27 November

Giving thanks for friends, for fear.

by Jon Katz

Lulu, Fanny, in the dark, by the barn

  November 27, 2008 – There is something forced in the idea of taking a day to give thanks. It suggests that you don’t have to do it every day, and also, like the holidays themselves, pushes people who are not necessarily jovial into all kinds of situations where they have to act happy.
 Still, it is good to be reminded to take note of the blessings in life.
  I came to this farm six years ago. I am still figuring out why. Animals are an important part of the trek, but they are not the point. The journey is the point. Some of this has to do with fear.
  I was terrified when I bought this farm, and I’ve been more or less terrified ever since. Every day I confront things I didn’t imagine I could or would confront. Every day, I become stronger.
  I’ve been writing indirectly about the community of fear for more than a year now. In a couple of weeks, the Troy Bookmakers will be publishing my own/text photo essays about this, “Out Of The Shadows.”
  It’s been a brawl, punctuated by ferocious encounters with the past, ghosts of family and childhood, hard work in therapy, and on myself, challenges, reinventions, disconnections and changes with many people I know. I think I might be getting somewhere with parts of this experience.
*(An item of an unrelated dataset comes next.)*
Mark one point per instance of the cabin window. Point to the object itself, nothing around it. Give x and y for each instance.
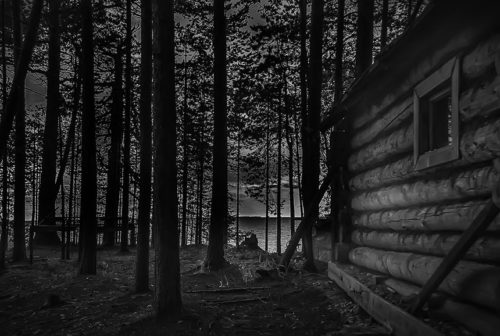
(436, 124)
I have come to accept that one can live in a cloud of fear and anxiety that is not always reality. I believe in the pursuit of the authentic self – being honest and true to yourself. I wrote a year ago that fear is a space to cross, a geography of pain and suffering that can – must – be traveled, and traversed. I can’t imagine any worthwhile experience that doesn’t involve some fear for many people and I am coming to see that if you don’t quit, and you get help, and you listen to good people and believe them, then fear has borders, and can be crossed.
  I am especially grateful for the opportunity to see this. It has opened up my life, permitted me to grow and tackle deep wounds and issues, connected me to wonderful people, changed my ideas of love and safety, informed my writing and my photography. To explore and confront fear is to take the ultimate passage into one’s own soul and experience. If you are in any way a creative, this is a gift.
  I have come to believe more in cliches and old truths. I believe hard work pays off. Courage is not about fearlessness, but about an ideology of surviving fear. A meaningful life is not possible without faith. Safety does not come from money, duty, security or external life. People appear when you need them. So, sometimes, do dogs and other animals.
  Last week, I took my truck in to be serviced in Glens Falls, N.Y., and there, I met the Toyota service manager, a competent and courteous man named Jim, who told me that narrative in the country had to change. If our lives were so totally in the hands of market managers, he said, we are spiritually bereft as a people.
  Life is not about money and markets, and if we put our notions of safety into money, we will be bereft, frightened and purposeless.
  Honestly, I did not expect so much clarity and wisdom from my truck service manager, although shame on me for that bias. But how wise, I thought, and how true to my own experience of the past year and the last few months.
  I am learning who I am. I am becoming more whole. I am learning where to put my trust and security. I am understanding the notion of honesty. I have made real friends. I am coming to understand what love means. And doesn’t mean. I have a lot more to learn. I am on it.
  Last night, I was reading William Manchester’s book on Winston Churchill, “The Last Lion,” and was inspired by his sense of purpose and determination.
  The goal is victory. Nothing less, nothing more.